Another challenge is the management of people with AF and acute ischaemic stroke despite therapeutic anticoagulation at the time of symptom onset. Observational data have shown that recurrence rates in these people are significantly higher than in those who did not receive therapeutic anticoagulation at baseline and that pharmacological interventions such as change in anticoagulation classes or addition of antiplatelets had no relevant impact on outcome. Therefore, new treatment approaches need to be tested. We are extremely pleased that the Swiss National Science Foundation has just funded our “Early closure of Left atrial Appendage for Patients with atrial fibrillation and ischaemic StrokE despite anticoagulation therapy (ELAPSE)” trial, comparing percutaneous left atrial appendage occlusion on top of DOAC therapy versus DOAC therapy alone. This trial is an interdisciplinary collaboration co-lead by cardiology (Prof. Lorenz Räber) and neurology (Prof. David Seiffge) showcasing the potential of collaborative efforts aiming to provide best treatment for this vulnerable patient group.
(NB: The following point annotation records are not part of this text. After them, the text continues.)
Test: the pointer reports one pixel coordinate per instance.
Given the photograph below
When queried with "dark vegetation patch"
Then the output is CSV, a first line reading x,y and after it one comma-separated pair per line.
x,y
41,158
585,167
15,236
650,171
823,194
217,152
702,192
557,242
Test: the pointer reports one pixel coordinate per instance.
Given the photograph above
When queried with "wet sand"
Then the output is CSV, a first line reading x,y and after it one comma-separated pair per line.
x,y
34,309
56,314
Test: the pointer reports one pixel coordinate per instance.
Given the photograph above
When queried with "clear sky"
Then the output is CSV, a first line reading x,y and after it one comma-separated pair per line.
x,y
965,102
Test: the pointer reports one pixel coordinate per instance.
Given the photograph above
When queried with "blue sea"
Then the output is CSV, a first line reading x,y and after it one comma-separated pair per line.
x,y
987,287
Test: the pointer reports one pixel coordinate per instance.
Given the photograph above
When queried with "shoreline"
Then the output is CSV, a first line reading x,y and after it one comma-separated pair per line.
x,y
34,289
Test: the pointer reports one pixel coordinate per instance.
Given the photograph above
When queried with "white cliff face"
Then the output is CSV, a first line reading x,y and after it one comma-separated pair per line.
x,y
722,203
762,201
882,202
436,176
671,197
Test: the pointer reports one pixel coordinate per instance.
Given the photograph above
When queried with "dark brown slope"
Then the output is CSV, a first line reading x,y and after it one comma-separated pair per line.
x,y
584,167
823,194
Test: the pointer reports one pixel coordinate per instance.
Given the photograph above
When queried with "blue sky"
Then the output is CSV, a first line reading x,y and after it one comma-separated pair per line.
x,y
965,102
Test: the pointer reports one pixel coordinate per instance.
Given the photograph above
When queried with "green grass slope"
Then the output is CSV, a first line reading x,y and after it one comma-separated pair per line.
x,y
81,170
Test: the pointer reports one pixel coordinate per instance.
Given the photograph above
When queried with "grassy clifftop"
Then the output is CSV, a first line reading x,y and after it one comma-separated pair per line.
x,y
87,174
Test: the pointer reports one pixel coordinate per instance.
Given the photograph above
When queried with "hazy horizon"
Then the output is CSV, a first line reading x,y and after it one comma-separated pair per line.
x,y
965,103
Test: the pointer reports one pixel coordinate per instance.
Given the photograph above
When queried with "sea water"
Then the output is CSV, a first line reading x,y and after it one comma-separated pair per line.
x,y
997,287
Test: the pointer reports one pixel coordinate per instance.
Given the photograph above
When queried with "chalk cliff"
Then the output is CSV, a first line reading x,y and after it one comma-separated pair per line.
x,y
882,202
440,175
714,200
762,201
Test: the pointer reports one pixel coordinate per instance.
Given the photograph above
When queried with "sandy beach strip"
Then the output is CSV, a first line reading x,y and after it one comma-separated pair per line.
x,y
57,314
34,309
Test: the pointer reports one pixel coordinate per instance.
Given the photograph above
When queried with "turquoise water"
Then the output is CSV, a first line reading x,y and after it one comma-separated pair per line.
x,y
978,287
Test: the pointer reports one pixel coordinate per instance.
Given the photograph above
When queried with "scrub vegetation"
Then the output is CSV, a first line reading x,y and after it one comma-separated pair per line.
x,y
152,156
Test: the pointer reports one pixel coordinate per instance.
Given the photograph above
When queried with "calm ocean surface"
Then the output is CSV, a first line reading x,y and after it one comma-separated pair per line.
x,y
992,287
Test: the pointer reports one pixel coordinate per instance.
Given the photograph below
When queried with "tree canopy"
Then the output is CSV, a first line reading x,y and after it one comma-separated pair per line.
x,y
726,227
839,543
7. Is there anything you’d like to add?
Academic randomised controlled trials cannot be performed without the help of many other enthusiastic people, and ELAN is a great example of an international team effort. I would like to thank all my colleagues, collaborators and friends worldwide, who helped us to answer this clinically relevant question and who were eager to invest their time and energy in this project. And I would also like to thank all the participants and their families for their willingness to participate in ELAN. Thanks to this incredible support physicians now can base their decision about when to start anticoagulation after AF-associated ischaemic stroke on evidence rather than expert recommendations.
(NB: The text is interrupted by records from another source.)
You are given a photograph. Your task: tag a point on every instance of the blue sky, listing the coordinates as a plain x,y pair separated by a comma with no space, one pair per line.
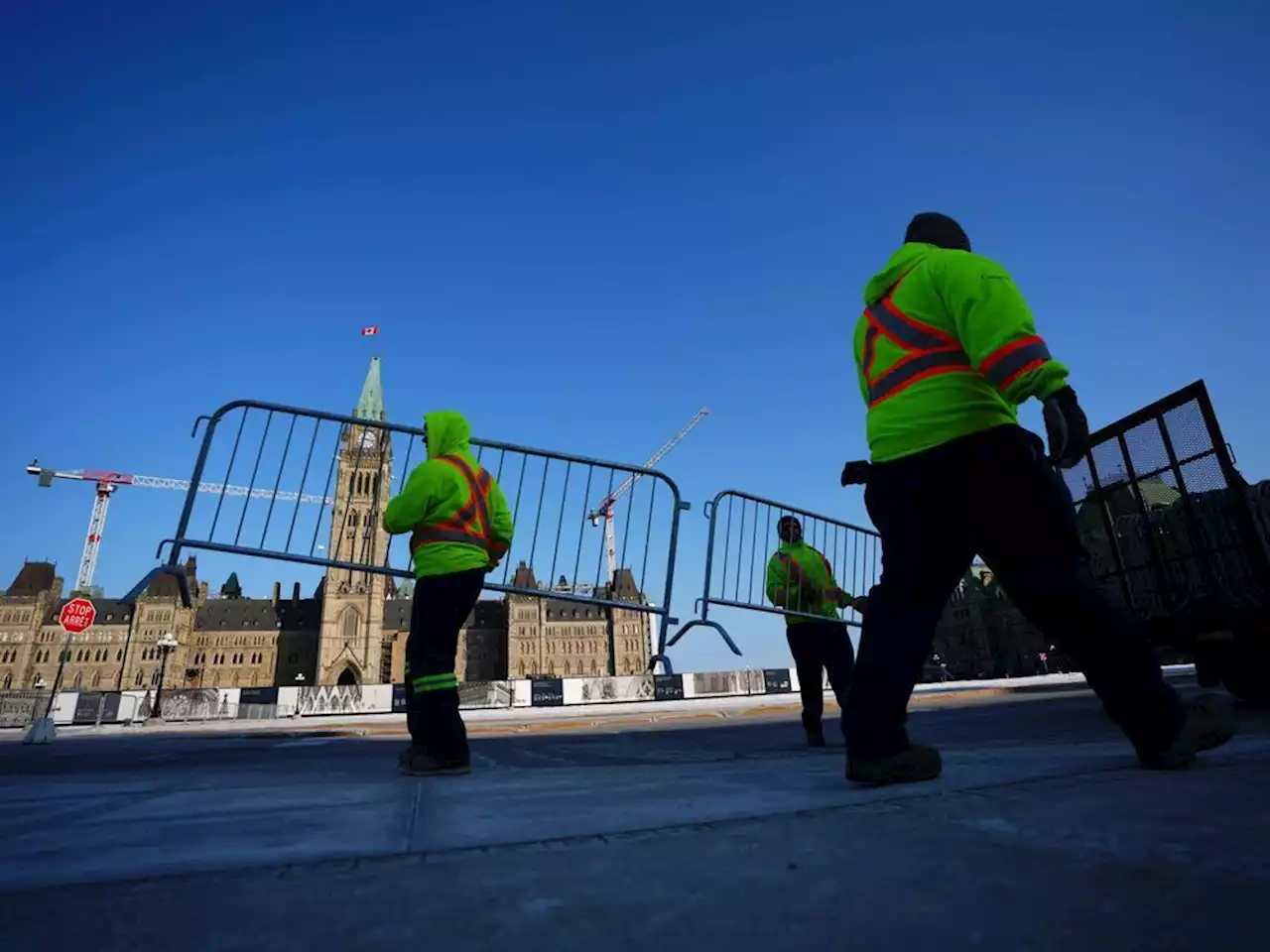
579,222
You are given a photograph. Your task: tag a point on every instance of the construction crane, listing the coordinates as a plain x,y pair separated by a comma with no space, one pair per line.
604,511
107,481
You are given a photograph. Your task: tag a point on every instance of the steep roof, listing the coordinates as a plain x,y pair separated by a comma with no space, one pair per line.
370,405
258,615
32,579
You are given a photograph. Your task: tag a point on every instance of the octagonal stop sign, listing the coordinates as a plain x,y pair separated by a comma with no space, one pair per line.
77,616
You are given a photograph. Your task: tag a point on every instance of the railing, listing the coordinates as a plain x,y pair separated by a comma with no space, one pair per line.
312,488
1165,516
742,538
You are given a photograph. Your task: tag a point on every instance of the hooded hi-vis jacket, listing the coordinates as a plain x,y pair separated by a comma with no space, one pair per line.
801,579
945,348
452,508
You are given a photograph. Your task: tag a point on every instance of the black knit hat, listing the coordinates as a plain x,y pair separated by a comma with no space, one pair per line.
939,230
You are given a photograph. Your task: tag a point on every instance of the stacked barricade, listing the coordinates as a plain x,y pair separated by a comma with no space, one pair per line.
1170,526
742,539
310,488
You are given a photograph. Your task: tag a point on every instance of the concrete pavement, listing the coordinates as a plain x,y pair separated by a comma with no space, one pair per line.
1042,834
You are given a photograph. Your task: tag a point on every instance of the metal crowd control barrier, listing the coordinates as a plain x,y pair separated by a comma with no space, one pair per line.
737,562
289,475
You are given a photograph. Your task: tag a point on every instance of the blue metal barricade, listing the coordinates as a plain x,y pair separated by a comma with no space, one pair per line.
309,486
743,538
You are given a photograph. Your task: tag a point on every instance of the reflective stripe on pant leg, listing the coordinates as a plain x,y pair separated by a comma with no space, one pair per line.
435,682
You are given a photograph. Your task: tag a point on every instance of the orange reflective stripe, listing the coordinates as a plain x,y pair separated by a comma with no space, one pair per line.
930,350
470,525
1007,363
913,368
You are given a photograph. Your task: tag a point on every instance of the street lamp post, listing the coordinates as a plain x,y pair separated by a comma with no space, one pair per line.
166,645
300,683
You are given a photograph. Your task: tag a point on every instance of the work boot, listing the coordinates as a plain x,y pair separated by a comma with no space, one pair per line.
912,765
1209,722
416,762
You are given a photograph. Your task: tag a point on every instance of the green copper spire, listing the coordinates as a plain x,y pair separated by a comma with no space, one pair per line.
371,404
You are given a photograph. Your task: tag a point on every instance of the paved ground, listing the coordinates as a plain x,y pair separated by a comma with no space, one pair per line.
1040,835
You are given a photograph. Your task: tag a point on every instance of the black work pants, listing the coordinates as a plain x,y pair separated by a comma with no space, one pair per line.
441,606
821,648
992,494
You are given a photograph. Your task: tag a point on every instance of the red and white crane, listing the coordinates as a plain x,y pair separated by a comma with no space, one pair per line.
604,511
107,481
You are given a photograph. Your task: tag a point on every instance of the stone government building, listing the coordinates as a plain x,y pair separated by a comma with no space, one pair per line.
350,631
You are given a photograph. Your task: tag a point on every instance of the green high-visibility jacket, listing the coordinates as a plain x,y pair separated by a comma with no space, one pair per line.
437,492
959,309
801,579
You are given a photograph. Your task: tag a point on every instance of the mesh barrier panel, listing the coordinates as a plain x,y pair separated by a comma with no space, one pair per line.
1160,516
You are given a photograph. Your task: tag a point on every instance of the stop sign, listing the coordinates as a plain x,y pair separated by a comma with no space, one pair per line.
77,616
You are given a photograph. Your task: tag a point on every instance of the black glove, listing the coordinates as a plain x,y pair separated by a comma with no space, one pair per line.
855,474
1067,429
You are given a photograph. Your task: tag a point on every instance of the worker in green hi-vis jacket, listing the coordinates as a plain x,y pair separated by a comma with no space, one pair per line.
947,350
801,583
460,529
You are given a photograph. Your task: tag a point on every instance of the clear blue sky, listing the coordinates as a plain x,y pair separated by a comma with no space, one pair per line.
579,222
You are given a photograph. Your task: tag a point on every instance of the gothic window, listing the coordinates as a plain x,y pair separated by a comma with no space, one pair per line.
349,626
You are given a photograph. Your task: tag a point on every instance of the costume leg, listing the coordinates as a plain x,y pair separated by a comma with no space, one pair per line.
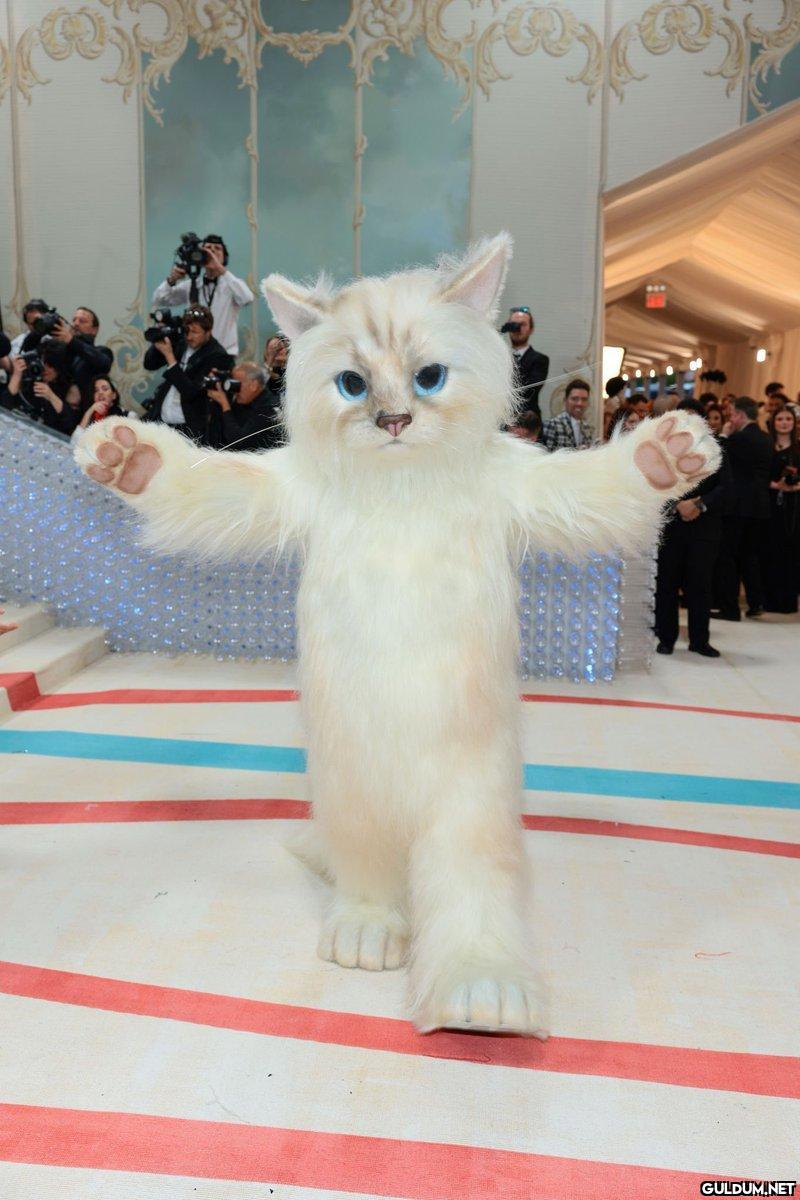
365,924
470,964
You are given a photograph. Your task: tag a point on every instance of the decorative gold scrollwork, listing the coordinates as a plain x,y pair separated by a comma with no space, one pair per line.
773,47
689,24
551,28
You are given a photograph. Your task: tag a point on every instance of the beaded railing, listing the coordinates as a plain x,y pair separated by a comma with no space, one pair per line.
71,545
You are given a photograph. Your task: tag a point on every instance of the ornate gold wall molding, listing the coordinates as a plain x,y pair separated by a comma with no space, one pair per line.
5,70
687,24
61,34
774,46
551,28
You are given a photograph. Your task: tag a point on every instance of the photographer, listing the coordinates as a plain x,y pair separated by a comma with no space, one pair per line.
782,557
218,289
276,352
246,417
32,310
181,400
530,366
42,391
83,359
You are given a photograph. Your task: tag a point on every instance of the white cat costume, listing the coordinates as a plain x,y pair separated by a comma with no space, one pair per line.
410,508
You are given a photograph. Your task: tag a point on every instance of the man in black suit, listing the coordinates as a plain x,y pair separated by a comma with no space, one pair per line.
750,453
530,366
181,400
687,553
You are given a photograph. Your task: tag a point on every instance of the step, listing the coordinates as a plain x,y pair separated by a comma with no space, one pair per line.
44,663
31,619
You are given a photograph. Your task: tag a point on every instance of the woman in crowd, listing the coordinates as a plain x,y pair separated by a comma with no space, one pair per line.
106,402
715,419
782,565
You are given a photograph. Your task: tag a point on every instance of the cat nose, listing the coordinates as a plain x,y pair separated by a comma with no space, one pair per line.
392,421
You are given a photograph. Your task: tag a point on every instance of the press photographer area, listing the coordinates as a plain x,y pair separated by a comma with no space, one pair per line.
400,573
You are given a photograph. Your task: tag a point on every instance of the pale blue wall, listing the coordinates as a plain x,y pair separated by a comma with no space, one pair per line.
415,171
[1] Fischer U, et al. On behalf of the ELAN Investigators. Early versus Later Anticoagulation for Stroke with Atrial Fibrillation. N Engl J Med. 2023 Jun 29;388(26):2411-2421
[2] Oldgren J, et al. Early Versus Delayed Non-Vitamin K Antagonist Oral Anticoagulant Therapy After Acute Ischemic Stroke in Atrial Fibrillation (TIMING): A Registry-Based Randomized Controlled Noninferiority Study. Circulation 2022;146(14):1056-1066.
[3] Best JG, Arram L, Ahmed N, et al. Optimal timing of anticoagulation after acute ischemic stroke with atrial fibrillation (OPTIMAS): Protocol for a randomized controlled trial. International journal of stroke: official journal of the International Stroke Society 2022; 17(5): 583-9.